Übrigens hatte der Generalstab der russischen Streitkräfte bereits am 13. März vor einer in Ost-Ghuta vorbereiteten Provokation mittels Inszenierung eines C-Waffen-Einsatzes gewarnt. Dreieinhalb Wochen später fand sie statt, 19 Tage danach wurde sie entlarvt.

Und wie reagieren die deutschen Leitmedien und die übergroße Mehrzahl der sonstigen Publikationsorgane? Sie machen es sich einfach und verschwiegen die außerordentlich bedeutsame Presseveranstaltung. Wieder einmal: Schweigen im Pressewalde. Allerdings, ganz so zufällig war das nicht.
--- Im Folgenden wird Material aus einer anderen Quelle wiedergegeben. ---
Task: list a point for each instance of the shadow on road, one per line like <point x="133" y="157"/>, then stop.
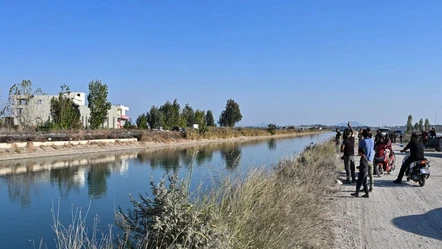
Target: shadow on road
<point x="428" y="155"/>
<point x="428" y="224"/>
<point x="389" y="184"/>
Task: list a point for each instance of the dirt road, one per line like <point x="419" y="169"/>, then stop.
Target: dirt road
<point x="395" y="216"/>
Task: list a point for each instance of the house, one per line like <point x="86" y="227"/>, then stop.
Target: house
<point x="36" y="109"/>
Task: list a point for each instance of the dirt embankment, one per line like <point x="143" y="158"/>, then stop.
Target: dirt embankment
<point x="48" y="149"/>
<point x="395" y="216"/>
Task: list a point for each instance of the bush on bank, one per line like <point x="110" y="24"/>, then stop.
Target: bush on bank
<point x="7" y="136"/>
<point x="281" y="207"/>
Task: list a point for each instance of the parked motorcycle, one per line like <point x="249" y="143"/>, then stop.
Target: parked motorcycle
<point x="419" y="170"/>
<point x="384" y="160"/>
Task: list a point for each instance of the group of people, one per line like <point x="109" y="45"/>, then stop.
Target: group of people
<point x="366" y="152"/>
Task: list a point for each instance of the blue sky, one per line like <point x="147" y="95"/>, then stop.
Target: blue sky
<point x="283" y="62"/>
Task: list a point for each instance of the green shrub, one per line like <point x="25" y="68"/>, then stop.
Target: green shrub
<point x="169" y="220"/>
<point x="271" y="128"/>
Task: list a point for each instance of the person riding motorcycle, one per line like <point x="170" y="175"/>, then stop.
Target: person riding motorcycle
<point x="416" y="153"/>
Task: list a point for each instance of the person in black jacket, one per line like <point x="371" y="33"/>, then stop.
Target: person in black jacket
<point x="348" y="147"/>
<point x="416" y="153"/>
<point x="363" y="174"/>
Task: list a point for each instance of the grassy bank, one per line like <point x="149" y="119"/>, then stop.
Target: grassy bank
<point x="7" y="136"/>
<point x="281" y="207"/>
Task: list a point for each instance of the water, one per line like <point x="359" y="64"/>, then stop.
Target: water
<point x="100" y="183"/>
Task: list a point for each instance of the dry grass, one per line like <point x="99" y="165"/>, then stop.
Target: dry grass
<point x="281" y="207"/>
<point x="15" y="148"/>
<point x="30" y="146"/>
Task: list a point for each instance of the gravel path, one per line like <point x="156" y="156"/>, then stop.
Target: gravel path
<point x="395" y="216"/>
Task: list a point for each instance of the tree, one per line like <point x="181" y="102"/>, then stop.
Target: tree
<point x="409" y="123"/>
<point x="2" y="107"/>
<point x="128" y="124"/>
<point x="231" y="115"/>
<point x="142" y="121"/>
<point x="427" y="124"/>
<point x="22" y="94"/>
<point x="210" y="121"/>
<point x="65" y="113"/>
<point x="421" y="125"/>
<point x="188" y="115"/>
<point x="200" y="119"/>
<point x="97" y="103"/>
<point x="155" y="118"/>
<point x="171" y="114"/>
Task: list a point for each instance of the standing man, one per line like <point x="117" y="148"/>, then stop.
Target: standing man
<point x="362" y="176"/>
<point x="416" y="153"/>
<point x="433" y="133"/>
<point x="378" y="136"/>
<point x="348" y="147"/>
<point x="338" y="137"/>
<point x="367" y="145"/>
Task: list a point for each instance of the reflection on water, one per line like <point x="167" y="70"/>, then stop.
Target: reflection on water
<point x="70" y="174"/>
<point x="104" y="181"/>
<point x="66" y="173"/>
<point x="272" y="144"/>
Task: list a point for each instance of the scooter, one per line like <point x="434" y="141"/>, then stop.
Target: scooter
<point x="384" y="160"/>
<point x="419" y="170"/>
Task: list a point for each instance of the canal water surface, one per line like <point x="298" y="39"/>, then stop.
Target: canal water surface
<point x="99" y="184"/>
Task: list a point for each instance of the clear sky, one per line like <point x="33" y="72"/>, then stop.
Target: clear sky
<point x="284" y="62"/>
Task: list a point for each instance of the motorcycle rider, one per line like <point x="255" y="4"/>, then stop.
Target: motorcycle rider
<point x="416" y="153"/>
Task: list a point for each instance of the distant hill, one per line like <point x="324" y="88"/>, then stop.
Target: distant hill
<point x="353" y="123"/>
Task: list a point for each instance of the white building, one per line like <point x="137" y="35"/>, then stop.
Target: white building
<point x="36" y="109"/>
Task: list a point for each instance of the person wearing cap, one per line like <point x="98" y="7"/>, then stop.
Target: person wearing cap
<point x="416" y="153"/>
<point x="348" y="148"/>
<point x="367" y="145"/>
<point x="363" y="174"/>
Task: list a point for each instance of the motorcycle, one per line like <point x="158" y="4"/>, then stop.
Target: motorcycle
<point x="419" y="170"/>
<point x="384" y="160"/>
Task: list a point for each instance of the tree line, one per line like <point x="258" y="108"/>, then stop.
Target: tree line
<point x="171" y="115"/>
<point x="65" y="113"/>
<point x="418" y="126"/>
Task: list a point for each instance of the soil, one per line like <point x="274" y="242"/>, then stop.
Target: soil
<point x="99" y="147"/>
<point x="395" y="216"/>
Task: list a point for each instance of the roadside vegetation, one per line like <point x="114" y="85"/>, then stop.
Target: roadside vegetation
<point x="280" y="207"/>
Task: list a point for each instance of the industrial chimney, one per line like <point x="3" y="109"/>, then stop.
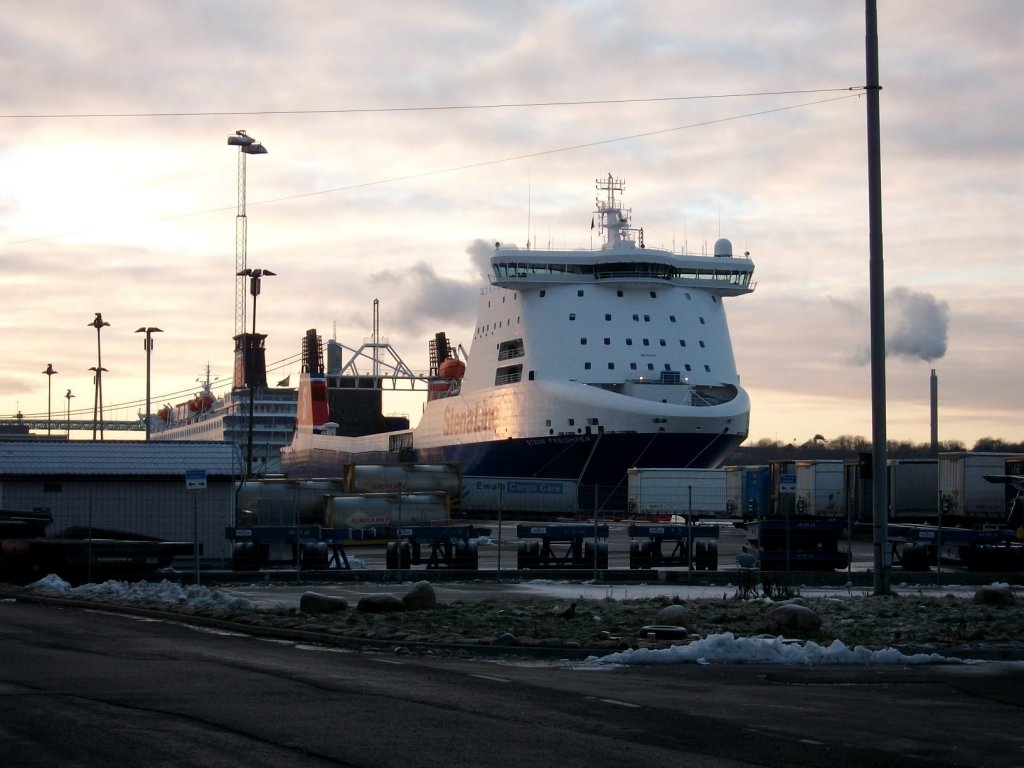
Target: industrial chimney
<point x="935" y="413"/>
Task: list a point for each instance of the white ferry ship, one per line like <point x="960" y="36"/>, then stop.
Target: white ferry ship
<point x="208" y="416"/>
<point x="583" y="364"/>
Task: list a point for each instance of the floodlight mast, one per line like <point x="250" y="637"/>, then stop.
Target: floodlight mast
<point x="247" y="145"/>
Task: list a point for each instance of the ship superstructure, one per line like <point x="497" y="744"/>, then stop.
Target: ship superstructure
<point x="583" y="364"/>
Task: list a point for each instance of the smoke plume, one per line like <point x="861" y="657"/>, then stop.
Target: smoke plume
<point x="916" y="324"/>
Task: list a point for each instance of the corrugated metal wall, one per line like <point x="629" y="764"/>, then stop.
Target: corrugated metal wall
<point x="163" y="508"/>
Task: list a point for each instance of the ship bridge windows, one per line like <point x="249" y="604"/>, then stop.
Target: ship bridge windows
<point x="508" y="375"/>
<point x="509" y="349"/>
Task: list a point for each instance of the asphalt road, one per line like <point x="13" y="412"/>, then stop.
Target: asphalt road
<point x="86" y="688"/>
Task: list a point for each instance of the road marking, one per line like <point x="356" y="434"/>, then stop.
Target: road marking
<point x="493" y="679"/>
<point x="620" y="704"/>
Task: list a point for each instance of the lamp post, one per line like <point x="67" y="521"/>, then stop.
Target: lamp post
<point x="49" y="391"/>
<point x="147" y="344"/>
<point x="69" y="396"/>
<point x="247" y="145"/>
<point x="254" y="285"/>
<point x="97" y="401"/>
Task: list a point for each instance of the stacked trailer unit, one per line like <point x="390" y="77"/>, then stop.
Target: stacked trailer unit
<point x="581" y="546"/>
<point x="688" y="545"/>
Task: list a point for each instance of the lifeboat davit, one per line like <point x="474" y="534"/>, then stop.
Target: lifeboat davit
<point x="201" y="402"/>
<point x="452" y="369"/>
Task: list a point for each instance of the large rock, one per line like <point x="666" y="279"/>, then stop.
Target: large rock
<point x="383" y="602"/>
<point x="792" y="617"/>
<point x="994" y="595"/>
<point x="672" y="615"/>
<point x="313" y="602"/>
<point x="421" y="596"/>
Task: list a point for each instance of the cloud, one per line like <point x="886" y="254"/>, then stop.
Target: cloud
<point x="916" y="325"/>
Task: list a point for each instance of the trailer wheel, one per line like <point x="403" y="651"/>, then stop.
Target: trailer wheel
<point x="640" y="555"/>
<point x="246" y="557"/>
<point x="602" y="555"/>
<point x="391" y="556"/>
<point x="706" y="556"/>
<point x="916" y="556"/>
<point x="466" y="555"/>
<point x="406" y="556"/>
<point x="314" y="556"/>
<point x="527" y="555"/>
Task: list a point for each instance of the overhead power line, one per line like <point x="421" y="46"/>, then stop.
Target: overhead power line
<point x="847" y="93"/>
<point x="441" y="108"/>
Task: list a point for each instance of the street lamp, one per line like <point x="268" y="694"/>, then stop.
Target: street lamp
<point x="69" y="396"/>
<point x="49" y="390"/>
<point x="254" y="281"/>
<point x="97" y="401"/>
<point x="247" y="145"/>
<point x="148" y="349"/>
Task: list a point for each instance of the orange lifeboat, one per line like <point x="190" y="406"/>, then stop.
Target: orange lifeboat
<point x="452" y="369"/>
<point x="437" y="389"/>
<point x="201" y="402"/>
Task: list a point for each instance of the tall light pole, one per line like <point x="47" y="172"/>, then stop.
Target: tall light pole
<point x="97" y="402"/>
<point x="254" y="281"/>
<point x="247" y="145"/>
<point x="148" y="331"/>
<point x="49" y="390"/>
<point x="69" y="396"/>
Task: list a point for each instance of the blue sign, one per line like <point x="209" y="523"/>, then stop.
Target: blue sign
<point x="195" y="479"/>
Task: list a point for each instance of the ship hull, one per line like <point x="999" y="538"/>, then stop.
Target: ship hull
<point x="596" y="459"/>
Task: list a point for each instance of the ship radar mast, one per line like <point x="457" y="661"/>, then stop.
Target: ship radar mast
<point x="613" y="220"/>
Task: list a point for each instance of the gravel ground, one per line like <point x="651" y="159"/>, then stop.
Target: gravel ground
<point x="898" y="621"/>
<point x="904" y="621"/>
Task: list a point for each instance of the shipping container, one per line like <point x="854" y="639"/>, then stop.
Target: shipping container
<point x="386" y="510"/>
<point x="380" y="478"/>
<point x="965" y="496"/>
<point x="531" y="497"/>
<point x="283" y="502"/>
<point x="819" y="488"/>
<point x="912" y="488"/>
<point x="665" y="494"/>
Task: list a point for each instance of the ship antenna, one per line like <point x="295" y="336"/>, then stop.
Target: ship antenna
<point x="529" y="204"/>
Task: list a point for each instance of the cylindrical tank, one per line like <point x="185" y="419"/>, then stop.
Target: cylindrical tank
<point x="452" y="369"/>
<point x="375" y="478"/>
<point x="383" y="510"/>
<point x="285" y="502"/>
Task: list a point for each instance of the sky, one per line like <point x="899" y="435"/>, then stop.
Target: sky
<point x="403" y="137"/>
<point x="719" y="648"/>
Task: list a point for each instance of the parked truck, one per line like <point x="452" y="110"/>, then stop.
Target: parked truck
<point x="965" y="498"/>
<point x="671" y="495"/>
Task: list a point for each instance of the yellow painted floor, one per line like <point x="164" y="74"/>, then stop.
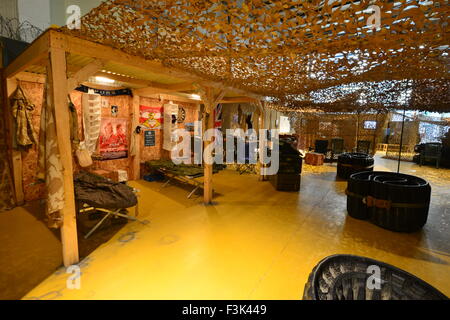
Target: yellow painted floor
<point x="254" y="243"/>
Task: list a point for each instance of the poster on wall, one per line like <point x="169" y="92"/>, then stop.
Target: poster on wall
<point x="150" y="117"/>
<point x="113" y="139"/>
<point x="170" y="125"/>
<point x="149" y="138"/>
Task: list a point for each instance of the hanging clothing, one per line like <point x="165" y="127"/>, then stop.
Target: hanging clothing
<point x="6" y="185"/>
<point x="50" y="168"/>
<point x="22" y="110"/>
<point x="73" y="122"/>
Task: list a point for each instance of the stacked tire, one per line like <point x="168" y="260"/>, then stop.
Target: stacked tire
<point x="394" y="201"/>
<point x="350" y="163"/>
<point x="346" y="277"/>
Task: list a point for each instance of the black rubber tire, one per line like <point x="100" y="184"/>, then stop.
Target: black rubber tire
<point x="350" y="163"/>
<point x="400" y="188"/>
<point x="394" y="187"/>
<point x="358" y="183"/>
<point x="344" y="277"/>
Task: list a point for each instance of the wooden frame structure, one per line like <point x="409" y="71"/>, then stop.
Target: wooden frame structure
<point x="46" y="60"/>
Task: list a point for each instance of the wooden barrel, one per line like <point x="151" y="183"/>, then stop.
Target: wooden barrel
<point x="350" y="163"/>
<point x="345" y="277"/>
<point x="394" y="201"/>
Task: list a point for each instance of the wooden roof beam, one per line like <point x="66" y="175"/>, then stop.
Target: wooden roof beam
<point x="34" y="53"/>
<point x="91" y="49"/>
<point x="84" y="73"/>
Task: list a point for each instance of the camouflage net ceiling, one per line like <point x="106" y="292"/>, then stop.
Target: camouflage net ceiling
<point x="329" y="55"/>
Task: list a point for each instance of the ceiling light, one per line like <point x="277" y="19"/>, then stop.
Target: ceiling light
<point x="104" y="80"/>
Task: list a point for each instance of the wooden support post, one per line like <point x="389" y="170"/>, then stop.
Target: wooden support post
<point x="261" y="105"/>
<point x="57" y="78"/>
<point x="208" y="188"/>
<point x="136" y="156"/>
<point x="210" y="102"/>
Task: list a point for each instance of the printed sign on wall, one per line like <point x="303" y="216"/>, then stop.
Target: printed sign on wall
<point x="113" y="138"/>
<point x="150" y="117"/>
<point x="150" y="138"/>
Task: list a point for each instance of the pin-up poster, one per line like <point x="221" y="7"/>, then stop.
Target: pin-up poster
<point x="150" y="117"/>
<point x="113" y="138"/>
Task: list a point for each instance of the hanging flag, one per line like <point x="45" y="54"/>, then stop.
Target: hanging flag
<point x="218" y="116"/>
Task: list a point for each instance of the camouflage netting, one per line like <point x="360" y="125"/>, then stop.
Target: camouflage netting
<point x="293" y="51"/>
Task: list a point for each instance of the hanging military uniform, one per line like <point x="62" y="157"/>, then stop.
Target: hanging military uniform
<point x="22" y="110"/>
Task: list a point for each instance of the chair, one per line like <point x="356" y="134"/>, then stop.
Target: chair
<point x="431" y="151"/>
<point x="337" y="148"/>
<point x="246" y="167"/>
<point x="363" y="146"/>
<point x="321" y="146"/>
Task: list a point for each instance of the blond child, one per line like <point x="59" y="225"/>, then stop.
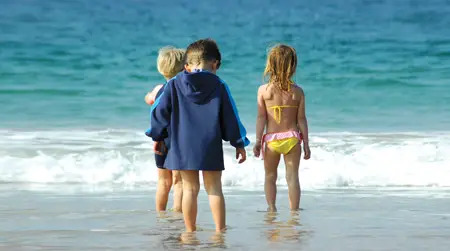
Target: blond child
<point x="169" y="63"/>
<point x="281" y="115"/>
<point x="199" y="111"/>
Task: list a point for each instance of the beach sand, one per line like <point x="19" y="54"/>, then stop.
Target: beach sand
<point x="71" y="217"/>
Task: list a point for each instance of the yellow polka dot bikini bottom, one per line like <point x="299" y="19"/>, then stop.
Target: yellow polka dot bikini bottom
<point x="281" y="142"/>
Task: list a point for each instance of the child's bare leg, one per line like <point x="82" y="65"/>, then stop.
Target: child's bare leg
<point x="271" y="161"/>
<point x="177" y="191"/>
<point x="163" y="189"/>
<point x="213" y="186"/>
<point x="292" y="161"/>
<point x="191" y="186"/>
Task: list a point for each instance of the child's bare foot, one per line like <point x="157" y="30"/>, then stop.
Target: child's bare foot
<point x="189" y="238"/>
<point x="272" y="209"/>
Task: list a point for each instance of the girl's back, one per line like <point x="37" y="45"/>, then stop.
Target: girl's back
<point x="281" y="125"/>
<point x="281" y="107"/>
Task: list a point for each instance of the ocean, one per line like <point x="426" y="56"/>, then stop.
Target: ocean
<point x="73" y="76"/>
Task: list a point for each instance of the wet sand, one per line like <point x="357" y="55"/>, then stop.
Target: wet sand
<point x="80" y="218"/>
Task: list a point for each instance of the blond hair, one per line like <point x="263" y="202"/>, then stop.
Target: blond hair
<point x="281" y="66"/>
<point x="170" y="61"/>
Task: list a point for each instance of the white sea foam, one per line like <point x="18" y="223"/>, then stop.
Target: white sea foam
<point x="125" y="157"/>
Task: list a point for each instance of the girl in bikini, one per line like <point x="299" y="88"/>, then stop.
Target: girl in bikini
<point x="281" y="116"/>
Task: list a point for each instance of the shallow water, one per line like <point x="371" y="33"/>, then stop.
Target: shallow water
<point x="117" y="219"/>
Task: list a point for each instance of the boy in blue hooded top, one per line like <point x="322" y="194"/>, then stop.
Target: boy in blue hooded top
<point x="197" y="109"/>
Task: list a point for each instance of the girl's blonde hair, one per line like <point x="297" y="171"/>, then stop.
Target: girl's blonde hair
<point x="170" y="61"/>
<point x="281" y="66"/>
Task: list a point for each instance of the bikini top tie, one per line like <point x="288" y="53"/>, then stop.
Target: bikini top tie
<point x="277" y="111"/>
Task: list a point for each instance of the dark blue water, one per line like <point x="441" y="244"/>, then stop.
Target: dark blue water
<point x="364" y="65"/>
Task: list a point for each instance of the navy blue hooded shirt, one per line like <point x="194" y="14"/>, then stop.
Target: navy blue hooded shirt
<point x="198" y="112"/>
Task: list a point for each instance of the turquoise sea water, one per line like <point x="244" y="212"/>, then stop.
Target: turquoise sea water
<point x="73" y="75"/>
<point x="77" y="171"/>
<point x="371" y="66"/>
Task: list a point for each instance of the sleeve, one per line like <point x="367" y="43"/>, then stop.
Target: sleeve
<point x="160" y="113"/>
<point x="231" y="126"/>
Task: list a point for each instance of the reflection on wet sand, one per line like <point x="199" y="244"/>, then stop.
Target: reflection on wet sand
<point x="284" y="231"/>
<point x="217" y="240"/>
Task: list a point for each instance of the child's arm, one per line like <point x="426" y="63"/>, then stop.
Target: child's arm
<point x="231" y="126"/>
<point x="160" y="114"/>
<point x="151" y="96"/>
<point x="261" y="121"/>
<point x="302" y="123"/>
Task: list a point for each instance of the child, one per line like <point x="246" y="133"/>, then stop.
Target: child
<point x="284" y="102"/>
<point x="170" y="62"/>
<point x="199" y="112"/>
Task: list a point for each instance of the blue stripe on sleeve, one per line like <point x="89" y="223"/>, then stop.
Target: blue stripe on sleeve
<point x="242" y="131"/>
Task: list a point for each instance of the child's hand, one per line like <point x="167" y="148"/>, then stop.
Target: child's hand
<point x="242" y="153"/>
<point x="149" y="98"/>
<point x="159" y="147"/>
<point x="307" y="151"/>
<point x="257" y="149"/>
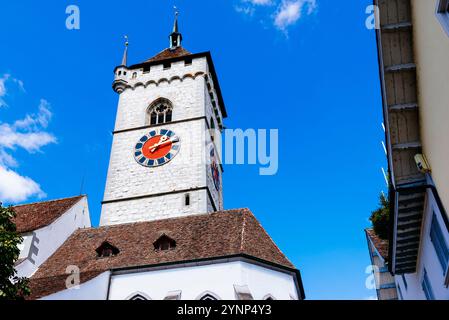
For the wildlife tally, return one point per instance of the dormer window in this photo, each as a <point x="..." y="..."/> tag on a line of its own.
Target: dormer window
<point x="164" y="243"/>
<point x="107" y="250"/>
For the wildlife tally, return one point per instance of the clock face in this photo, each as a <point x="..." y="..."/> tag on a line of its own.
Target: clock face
<point x="157" y="148"/>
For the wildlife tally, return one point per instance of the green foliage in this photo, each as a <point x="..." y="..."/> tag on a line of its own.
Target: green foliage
<point x="12" y="287"/>
<point x="380" y="218"/>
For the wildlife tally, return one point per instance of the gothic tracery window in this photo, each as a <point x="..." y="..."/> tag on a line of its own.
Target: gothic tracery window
<point x="160" y="112"/>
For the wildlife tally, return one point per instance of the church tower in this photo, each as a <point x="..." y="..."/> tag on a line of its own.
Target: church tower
<point x="164" y="159"/>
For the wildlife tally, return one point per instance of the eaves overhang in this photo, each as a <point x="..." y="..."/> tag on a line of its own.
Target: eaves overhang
<point x="407" y="190"/>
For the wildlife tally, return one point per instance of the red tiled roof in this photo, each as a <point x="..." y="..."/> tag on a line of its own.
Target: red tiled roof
<point x="380" y="244"/>
<point x="205" y="236"/>
<point x="169" y="53"/>
<point x="34" y="216"/>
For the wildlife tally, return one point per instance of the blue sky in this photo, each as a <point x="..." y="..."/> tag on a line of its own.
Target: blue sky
<point x="307" y="68"/>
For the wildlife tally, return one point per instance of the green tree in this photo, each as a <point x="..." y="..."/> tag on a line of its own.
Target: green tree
<point x="12" y="287"/>
<point x="380" y="218"/>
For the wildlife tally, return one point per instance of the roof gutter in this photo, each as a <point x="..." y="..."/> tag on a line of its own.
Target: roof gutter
<point x="427" y="185"/>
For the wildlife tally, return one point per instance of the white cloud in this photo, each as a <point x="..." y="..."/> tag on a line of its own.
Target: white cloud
<point x="16" y="188"/>
<point x="260" y="2"/>
<point x="35" y="120"/>
<point x="249" y="11"/>
<point x="3" y="79"/>
<point x="28" y="134"/>
<point x="289" y="12"/>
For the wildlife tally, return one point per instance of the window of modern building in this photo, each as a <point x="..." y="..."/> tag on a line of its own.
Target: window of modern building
<point x="439" y="243"/>
<point x="426" y="286"/>
<point x="160" y="112"/>
<point x="443" y="14"/>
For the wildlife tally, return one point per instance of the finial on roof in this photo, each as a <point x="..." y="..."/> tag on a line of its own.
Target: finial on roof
<point x="125" y="54"/>
<point x="175" y="36"/>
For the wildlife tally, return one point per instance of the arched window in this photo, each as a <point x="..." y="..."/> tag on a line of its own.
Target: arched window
<point x="163" y="243"/>
<point x="138" y="297"/>
<point x="160" y="112"/>
<point x="208" y="296"/>
<point x="106" y="250"/>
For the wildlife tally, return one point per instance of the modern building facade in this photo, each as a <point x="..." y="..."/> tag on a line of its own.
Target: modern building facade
<point x="413" y="45"/>
<point x="385" y="283"/>
<point x="163" y="232"/>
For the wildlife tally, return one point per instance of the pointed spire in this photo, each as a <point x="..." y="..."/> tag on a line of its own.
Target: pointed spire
<point x="175" y="25"/>
<point x="175" y="36"/>
<point x="125" y="54"/>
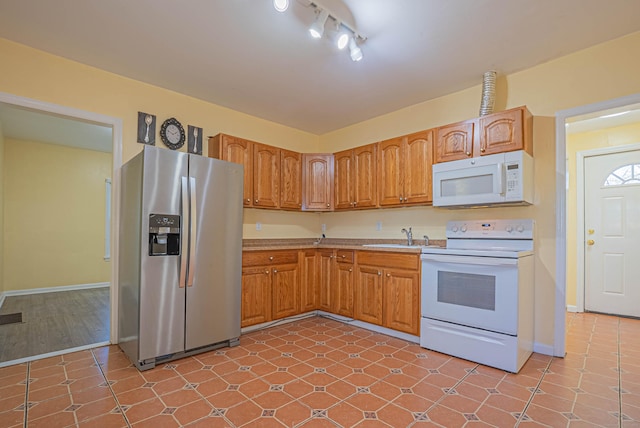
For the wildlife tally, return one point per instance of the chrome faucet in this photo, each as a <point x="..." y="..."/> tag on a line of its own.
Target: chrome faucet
<point x="409" y="235"/>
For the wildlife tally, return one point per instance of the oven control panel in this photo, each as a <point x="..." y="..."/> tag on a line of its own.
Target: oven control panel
<point x="491" y="229"/>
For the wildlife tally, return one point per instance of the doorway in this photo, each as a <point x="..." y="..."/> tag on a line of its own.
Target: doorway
<point x="49" y="120"/>
<point x="567" y="289"/>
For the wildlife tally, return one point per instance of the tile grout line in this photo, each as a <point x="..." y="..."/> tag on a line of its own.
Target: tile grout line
<point x="26" y="395"/>
<point x="113" y="394"/>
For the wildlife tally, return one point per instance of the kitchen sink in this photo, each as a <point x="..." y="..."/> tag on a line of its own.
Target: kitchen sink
<point x="392" y="246"/>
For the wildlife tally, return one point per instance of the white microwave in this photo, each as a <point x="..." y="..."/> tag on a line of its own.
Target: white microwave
<point x="492" y="180"/>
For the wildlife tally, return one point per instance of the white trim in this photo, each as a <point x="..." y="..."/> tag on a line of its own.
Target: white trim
<point x="9" y="293"/>
<point x="559" y="345"/>
<point x="116" y="126"/>
<point x="580" y="190"/>
<point x="53" y="354"/>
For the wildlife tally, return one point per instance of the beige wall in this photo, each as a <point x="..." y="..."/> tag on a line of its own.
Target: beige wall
<point x="599" y="73"/>
<point x="1" y="210"/>
<point x="55" y="215"/>
<point x="609" y="137"/>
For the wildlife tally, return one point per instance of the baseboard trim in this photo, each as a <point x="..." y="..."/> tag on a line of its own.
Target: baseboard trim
<point x="53" y="289"/>
<point x="53" y="354"/>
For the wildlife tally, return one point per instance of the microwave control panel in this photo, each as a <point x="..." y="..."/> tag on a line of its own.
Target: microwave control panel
<point x="494" y="229"/>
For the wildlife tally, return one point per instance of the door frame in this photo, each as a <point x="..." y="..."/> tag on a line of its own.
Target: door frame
<point x="559" y="342"/>
<point x="580" y="237"/>
<point x="116" y="151"/>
Der US-Vertreter bei der Organisation für das Verbot chemischer Waffen (OPCW) tat alles nur Mögliche, um seine Kollegen sowie Korrespondenten aus NATO-Staaten von einer Teilnahme an der Veranstaltung abzuhalten. Nicht ohne Erfolg. Auch in schweren Momenten gilt es, das Banner der Bündnistreue hochzuhalten.

In DIE ZEIT-Medienkunde steht über die Aufgabe der Medien: Der Journalismus hat den rechtlichen Auftrag, eine Kritik- und Kontrollfunktion in der Gesellschaft wahrzunehmen: Also Missstände aufzudecken, Gegebenheiten zu hinterfragen und Kritik zu üben

Frage: Werden unsere Medien dieser Aufgabe noch gerecht?

Ich meine: Nein. In weiten Teilen ist die Berichterstattung zu einem Propagandainstrument des aggressiven Militärbündnisses NATO herabgesunken.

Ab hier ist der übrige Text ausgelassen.